Même les tensions géopolitiques qui s’arrêtent bien avant la guerre ont perturbé le commerce international. L’attitude de plus en plus méfiante des États-Unis à l’égard de la Chine a conduit l’administration Biden à restreindre fortement les exportations de technologies sensibles dans ce pays. Cela affecte non seulement les entreprises américaines, mais également les géants technologiques étrangers, tels que Samsung en Corée du Sud, qui utilisent la technologie américaine.

Les dirigeants politiques, en particulier à l’ouest, doivent également s’inquiéter de la pression intérieure des populistes. Beaucoup de ces derniers ont fait du WEF un symbole d’inégalité et de capitalisme international sans racines.

Ces dernières années, Davos a attiré la colère des anti-vaccins, des sceptiques du changement climatique, des fanatiques religieux et des nationalistes purs et durs. Le forum présente une gamme de théories du complot. En marge d’Internet, le WEF a été accusé d’utiliser la pandémie pour prendre le contrôle de l’économie mondiale.

Ces théories mises à part, l’idée que Davos est légèrement toxique a gagné du terrain. Le président Joe Biden, déterminé à se présenter comme combattant pour les travailleurs américains ordinaires, ne risquera probablement pas une apparition à Davos – contrairement à Donald Trump, qui aimait côtoyer les PDG réunis.

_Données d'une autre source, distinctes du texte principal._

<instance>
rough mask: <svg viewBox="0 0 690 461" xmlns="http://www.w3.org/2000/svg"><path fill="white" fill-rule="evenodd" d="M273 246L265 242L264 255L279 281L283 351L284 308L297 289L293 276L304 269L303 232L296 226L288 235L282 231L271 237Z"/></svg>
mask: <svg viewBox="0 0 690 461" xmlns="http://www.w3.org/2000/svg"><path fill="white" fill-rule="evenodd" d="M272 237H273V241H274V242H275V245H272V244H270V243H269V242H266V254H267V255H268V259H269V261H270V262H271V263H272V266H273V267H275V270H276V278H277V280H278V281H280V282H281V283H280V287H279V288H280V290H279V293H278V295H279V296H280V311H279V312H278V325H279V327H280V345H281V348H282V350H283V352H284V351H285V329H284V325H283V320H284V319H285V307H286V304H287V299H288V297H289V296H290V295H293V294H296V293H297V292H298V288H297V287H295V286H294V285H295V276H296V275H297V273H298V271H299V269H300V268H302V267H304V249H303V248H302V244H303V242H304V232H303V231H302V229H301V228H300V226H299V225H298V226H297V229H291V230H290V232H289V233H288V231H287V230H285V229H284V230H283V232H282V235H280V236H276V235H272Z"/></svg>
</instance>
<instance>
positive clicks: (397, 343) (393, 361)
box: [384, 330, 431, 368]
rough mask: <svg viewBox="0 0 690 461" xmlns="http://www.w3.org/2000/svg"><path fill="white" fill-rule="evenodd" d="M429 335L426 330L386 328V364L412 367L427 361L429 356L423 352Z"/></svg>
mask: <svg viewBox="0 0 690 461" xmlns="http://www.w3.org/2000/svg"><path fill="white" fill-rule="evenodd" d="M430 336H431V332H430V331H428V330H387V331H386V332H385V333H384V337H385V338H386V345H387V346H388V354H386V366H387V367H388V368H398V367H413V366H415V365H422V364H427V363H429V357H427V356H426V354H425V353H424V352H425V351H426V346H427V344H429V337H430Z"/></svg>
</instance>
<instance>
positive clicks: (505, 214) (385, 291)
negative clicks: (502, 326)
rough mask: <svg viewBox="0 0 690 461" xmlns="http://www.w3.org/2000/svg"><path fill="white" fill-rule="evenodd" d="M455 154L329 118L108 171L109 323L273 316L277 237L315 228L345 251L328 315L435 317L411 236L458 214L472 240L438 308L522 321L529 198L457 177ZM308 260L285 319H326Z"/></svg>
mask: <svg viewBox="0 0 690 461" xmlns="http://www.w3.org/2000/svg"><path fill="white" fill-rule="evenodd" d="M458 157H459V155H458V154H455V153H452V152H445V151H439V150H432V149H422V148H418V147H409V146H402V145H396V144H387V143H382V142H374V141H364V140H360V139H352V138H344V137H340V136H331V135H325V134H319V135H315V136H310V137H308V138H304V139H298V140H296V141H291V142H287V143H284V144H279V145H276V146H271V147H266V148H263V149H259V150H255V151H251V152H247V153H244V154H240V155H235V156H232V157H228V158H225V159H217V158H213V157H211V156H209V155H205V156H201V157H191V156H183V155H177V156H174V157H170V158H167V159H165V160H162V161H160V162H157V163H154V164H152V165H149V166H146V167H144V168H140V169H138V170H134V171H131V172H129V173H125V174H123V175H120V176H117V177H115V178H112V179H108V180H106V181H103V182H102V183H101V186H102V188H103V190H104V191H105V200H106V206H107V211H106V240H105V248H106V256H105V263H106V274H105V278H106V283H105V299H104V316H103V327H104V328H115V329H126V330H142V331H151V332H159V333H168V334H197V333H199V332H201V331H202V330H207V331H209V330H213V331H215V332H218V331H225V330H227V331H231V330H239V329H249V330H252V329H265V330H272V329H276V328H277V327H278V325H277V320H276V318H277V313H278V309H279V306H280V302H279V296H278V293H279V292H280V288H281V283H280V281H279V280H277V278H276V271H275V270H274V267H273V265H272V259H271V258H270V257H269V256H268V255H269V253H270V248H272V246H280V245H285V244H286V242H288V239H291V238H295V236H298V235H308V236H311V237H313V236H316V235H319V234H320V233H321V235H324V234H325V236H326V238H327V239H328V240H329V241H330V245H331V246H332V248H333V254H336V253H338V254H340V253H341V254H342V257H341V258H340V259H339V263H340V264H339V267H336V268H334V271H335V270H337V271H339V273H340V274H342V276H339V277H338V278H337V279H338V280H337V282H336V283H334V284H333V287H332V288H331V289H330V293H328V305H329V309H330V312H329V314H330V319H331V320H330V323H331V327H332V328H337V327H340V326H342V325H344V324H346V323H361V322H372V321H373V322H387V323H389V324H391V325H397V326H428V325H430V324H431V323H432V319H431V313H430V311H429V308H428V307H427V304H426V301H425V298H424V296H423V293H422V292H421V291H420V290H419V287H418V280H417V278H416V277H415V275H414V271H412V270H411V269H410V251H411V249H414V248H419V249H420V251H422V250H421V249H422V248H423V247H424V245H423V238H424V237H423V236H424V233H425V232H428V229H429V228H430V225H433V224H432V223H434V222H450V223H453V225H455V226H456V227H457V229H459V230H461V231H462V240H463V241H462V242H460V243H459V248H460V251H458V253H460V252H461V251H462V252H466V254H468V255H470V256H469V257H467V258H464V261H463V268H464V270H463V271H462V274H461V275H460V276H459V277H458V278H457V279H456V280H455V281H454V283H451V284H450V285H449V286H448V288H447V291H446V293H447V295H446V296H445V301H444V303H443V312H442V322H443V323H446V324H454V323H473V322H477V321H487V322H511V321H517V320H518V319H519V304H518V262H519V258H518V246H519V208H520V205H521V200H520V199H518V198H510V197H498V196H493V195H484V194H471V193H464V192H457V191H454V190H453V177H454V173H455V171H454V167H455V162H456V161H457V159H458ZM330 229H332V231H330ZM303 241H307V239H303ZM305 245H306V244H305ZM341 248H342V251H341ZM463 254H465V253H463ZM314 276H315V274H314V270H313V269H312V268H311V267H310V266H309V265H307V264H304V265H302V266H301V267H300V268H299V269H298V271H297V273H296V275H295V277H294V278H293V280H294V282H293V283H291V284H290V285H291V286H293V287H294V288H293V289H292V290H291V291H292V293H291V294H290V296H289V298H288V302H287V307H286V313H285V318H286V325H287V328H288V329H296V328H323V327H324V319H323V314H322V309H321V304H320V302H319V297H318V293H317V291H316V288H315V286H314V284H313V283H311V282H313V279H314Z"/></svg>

Même les dirigeants centristes et conservateurs en Europe peuvent être prudents à l’idée de venir.

Le président français Emmanuel Macron, un défenseur de la mondialisation qui s’est exprimé à Davos dans le passé, a une réforme intérieure sensible des retraites à faire passer, il pourrait donc décider que ce n’est pas le bon moment pour assister au WEF. En tant que nouveau Premier ministre britannique et ayant une formation en finance, Rishi Sunak devrait normalement saisir l’opportunité de courtiser les chefs d’entreprise les plus puissants du monde. Mais le Royaume-Uni fait face à une vague de grèves, alors lui aussi décidera probablement qu’il serait sage de rater Davos cette année.

Les dirigeants mondiaux présents feraient bien de prendre le funiculaire jusqu’à l’hôtel Schatzalp, qui a servi de modèle à Mann pour le sanatorium de La montagne magique. La vue de l’hôtel est la meilleure de Davos – elle peut offrir une occasion de réfléchir tranquillement à la manière d’empêcher la guerre et les catastrophes naturelles d’engloutir à nouveau l’économie mondiale.